KLHT
- Honolulu, Hawaii; United States;
- Frequency: 1040 kHz
- Branding: K-Light 1040 AM

Programming
- Format: Christian talk and teaching

Ownership
- Owner: Calvary Chapel Honolulu
- Sister stations: KLHT-FM

History
- First air date: March 1, 1957
- Former call signs: KHVH (1957–?);
- Call sign meaning: K-Light

Technical information
- Licensing authority: FCC
- Class: B
- Power: 10,000 watts
- Transmitter coordinates: 21°19′54.7″N 157°53′27″W﻿ / ﻿21.331861°N 157.89083°W

Links
- Public license information: Public file; LMS;
- Webcast: Listen Live
- Website: klight.org

= KLHT (AM) =

KLHT (1040 kHz) is a non-commercial AM radio station in Honolulu, Hawaii, with a Christian talk and teaching format. The station is owned by Calvary Chapel of Honolulu, Inc., with studios and offices on Komo Mai Drive in Aiea. Its on-air branding is "K-Light 1040 AM" and its slogan is "The Pure Light of Hawaii."

KLHT is powered at 10 kilowatts, using a non-directional antenna, as a Class B station. The transmitter is off Nimitz Highway, near the Ke'ehi Lagoon.

==History==
The station first signed on the air on March 1, 1957. It was owned by Kaiser Hawaiian Village Radio, Inc. The call sign was KHVH, which stood form Hawaiian Village, Honolulu. The studios were at 1290 Ala Moana Boulevard.

For a time in the 1970s, it ran an all-news radio format using the service of NBC Radio's News and Information Service and CBS Radio News.

==Programming==
KLHT programming consists of Christian talk and teaching shows with some contemporary worship music. Many Calvary Chapel pastors are featured, including The Word for Today with Chuck Smith, A New Beginning with Greg Laurie, Somebody Loves You with Raul Ries and As We Gather with Bill Stonebraker, senior pastor of Calvary Chapel Honolulu. The station also airs live broadcasts of Calvary Chapel Honolulu's Sunday morning and evening services.

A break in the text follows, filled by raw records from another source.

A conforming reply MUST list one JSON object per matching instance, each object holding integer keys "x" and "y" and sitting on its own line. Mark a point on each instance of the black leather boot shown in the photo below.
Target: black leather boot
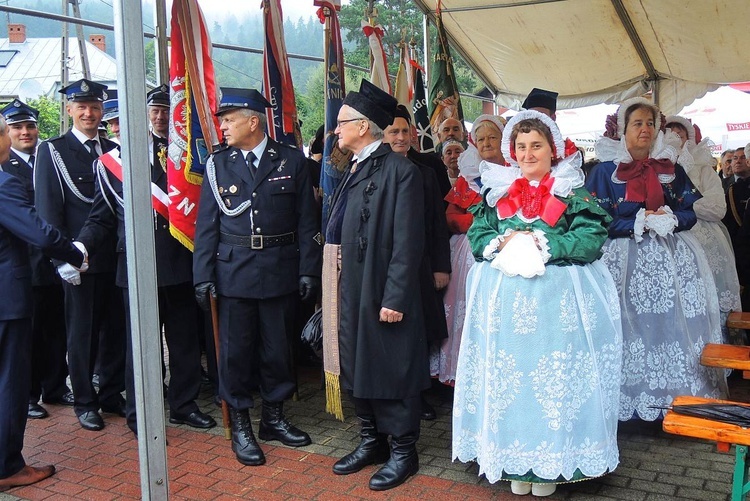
{"x": 245, "y": 447}
{"x": 373, "y": 449}
{"x": 428, "y": 412}
{"x": 274, "y": 426}
{"x": 402, "y": 464}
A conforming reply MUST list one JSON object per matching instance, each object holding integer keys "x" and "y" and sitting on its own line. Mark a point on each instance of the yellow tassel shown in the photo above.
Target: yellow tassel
{"x": 181, "y": 237}
{"x": 333, "y": 396}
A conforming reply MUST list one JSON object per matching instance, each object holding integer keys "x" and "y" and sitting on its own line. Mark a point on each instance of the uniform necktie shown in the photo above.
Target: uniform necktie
{"x": 91, "y": 145}
{"x": 250, "y": 159}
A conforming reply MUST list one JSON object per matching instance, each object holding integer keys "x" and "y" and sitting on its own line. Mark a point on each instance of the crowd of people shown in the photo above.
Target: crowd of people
{"x": 556, "y": 303}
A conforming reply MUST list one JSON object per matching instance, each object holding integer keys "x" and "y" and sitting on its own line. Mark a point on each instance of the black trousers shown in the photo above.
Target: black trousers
{"x": 178, "y": 315}
{"x": 49, "y": 367}
{"x": 15, "y": 380}
{"x": 94, "y": 308}
{"x": 397, "y": 418}
{"x": 256, "y": 349}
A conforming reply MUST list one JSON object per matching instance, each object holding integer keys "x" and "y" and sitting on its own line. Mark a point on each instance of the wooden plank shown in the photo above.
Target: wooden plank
{"x": 739, "y": 320}
{"x": 715, "y": 431}
{"x": 726, "y": 356}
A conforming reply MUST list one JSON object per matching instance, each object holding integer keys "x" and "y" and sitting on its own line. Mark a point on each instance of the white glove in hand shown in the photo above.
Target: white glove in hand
{"x": 85, "y": 266}
{"x": 68, "y": 273}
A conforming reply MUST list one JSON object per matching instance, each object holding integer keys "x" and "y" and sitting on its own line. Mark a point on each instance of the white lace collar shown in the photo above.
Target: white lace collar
{"x": 496, "y": 179}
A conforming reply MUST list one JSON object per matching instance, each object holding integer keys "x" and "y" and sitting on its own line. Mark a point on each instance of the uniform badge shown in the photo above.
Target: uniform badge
{"x": 162, "y": 155}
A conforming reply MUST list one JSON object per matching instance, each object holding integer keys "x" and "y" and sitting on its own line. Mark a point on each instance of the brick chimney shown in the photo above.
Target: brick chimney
{"x": 16, "y": 33}
{"x": 100, "y": 41}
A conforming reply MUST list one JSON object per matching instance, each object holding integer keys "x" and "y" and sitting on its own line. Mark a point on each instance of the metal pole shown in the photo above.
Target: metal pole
{"x": 64, "y": 69}
{"x": 160, "y": 44}
{"x": 82, "y": 52}
{"x": 139, "y": 234}
{"x": 427, "y": 51}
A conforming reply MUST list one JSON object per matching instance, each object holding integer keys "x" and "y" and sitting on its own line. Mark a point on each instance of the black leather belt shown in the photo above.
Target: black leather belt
{"x": 258, "y": 242}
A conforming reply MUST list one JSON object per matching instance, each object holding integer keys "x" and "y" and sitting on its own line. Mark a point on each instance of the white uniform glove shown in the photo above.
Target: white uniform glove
{"x": 68, "y": 273}
{"x": 82, "y": 248}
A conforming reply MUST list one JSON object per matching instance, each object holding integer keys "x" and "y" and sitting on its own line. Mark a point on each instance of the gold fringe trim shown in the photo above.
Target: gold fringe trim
{"x": 333, "y": 396}
{"x": 181, "y": 237}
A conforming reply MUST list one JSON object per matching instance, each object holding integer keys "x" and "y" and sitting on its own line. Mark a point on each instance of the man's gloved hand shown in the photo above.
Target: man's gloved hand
{"x": 308, "y": 287}
{"x": 202, "y": 292}
{"x": 85, "y": 266}
{"x": 68, "y": 273}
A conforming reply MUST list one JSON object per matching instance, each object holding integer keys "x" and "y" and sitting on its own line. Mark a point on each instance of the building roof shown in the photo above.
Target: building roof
{"x": 34, "y": 68}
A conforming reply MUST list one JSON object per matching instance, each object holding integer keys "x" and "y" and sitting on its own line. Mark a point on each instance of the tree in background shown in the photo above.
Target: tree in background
{"x": 399, "y": 19}
{"x": 48, "y": 122}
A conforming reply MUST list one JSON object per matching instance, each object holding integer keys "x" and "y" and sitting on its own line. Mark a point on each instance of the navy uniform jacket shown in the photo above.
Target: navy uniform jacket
{"x": 280, "y": 200}
{"x": 20, "y": 225}
{"x": 58, "y": 203}
{"x": 43, "y": 273}
{"x": 173, "y": 260}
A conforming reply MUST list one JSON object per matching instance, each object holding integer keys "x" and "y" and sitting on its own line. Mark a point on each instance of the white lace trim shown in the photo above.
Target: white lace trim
{"x": 493, "y": 247}
{"x": 661, "y": 224}
{"x": 468, "y": 166}
{"x": 496, "y": 179}
{"x": 543, "y": 244}
{"x": 640, "y": 225}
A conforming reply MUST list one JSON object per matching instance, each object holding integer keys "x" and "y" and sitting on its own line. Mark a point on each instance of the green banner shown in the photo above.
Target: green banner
{"x": 444, "y": 101}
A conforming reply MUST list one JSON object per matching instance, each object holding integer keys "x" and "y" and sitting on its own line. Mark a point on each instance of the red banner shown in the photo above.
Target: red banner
{"x": 742, "y": 126}
{"x": 193, "y": 128}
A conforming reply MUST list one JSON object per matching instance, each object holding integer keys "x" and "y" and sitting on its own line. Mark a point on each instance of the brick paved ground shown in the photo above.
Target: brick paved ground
{"x": 102, "y": 466}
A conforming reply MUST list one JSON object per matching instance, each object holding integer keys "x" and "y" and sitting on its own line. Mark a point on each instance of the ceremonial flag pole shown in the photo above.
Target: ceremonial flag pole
{"x": 278, "y": 89}
{"x": 193, "y": 127}
{"x": 444, "y": 99}
{"x": 334, "y": 160}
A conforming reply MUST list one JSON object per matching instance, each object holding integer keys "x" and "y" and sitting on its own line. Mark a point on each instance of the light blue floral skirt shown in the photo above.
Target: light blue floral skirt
{"x": 538, "y": 379}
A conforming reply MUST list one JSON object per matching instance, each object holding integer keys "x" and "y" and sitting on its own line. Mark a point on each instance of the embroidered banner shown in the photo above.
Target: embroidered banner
{"x": 193, "y": 128}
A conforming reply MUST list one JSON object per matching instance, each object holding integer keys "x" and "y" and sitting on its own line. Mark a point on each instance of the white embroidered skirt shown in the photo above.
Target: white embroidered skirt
{"x": 538, "y": 376}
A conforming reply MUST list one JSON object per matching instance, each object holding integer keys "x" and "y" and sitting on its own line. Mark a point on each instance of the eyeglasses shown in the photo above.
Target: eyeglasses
{"x": 339, "y": 123}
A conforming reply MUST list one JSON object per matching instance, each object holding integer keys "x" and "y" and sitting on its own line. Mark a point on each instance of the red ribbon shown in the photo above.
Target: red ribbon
{"x": 369, "y": 30}
{"x": 643, "y": 182}
{"x": 532, "y": 201}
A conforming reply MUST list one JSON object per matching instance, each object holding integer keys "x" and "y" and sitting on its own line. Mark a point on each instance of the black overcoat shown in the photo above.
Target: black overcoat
{"x": 174, "y": 262}
{"x": 43, "y": 273}
{"x": 57, "y": 203}
{"x": 381, "y": 249}
{"x": 281, "y": 200}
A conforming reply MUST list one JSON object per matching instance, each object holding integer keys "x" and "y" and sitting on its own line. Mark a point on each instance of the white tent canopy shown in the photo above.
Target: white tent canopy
{"x": 601, "y": 51}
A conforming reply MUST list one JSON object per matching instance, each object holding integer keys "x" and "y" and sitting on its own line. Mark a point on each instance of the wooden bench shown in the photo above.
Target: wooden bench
{"x": 725, "y": 435}
{"x": 727, "y": 356}
{"x": 739, "y": 320}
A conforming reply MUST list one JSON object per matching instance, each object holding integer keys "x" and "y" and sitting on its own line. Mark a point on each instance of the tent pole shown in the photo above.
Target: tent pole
{"x": 141, "y": 256}
{"x": 426, "y": 45}
{"x": 161, "y": 46}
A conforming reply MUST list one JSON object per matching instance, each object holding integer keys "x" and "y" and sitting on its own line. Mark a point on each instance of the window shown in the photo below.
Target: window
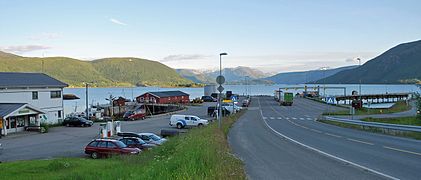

National religious shows include Focus on the Family with Jim Daly, Truth for Life with Alistair Begg, Insight for Living with Chuck Swindoll, Love Worth Finding with Adrian Rogers, Turning Point with David Jeremiah, Let My People Think with Ravi Zacharias and Thru the Bible with the late J. Vernon McGee.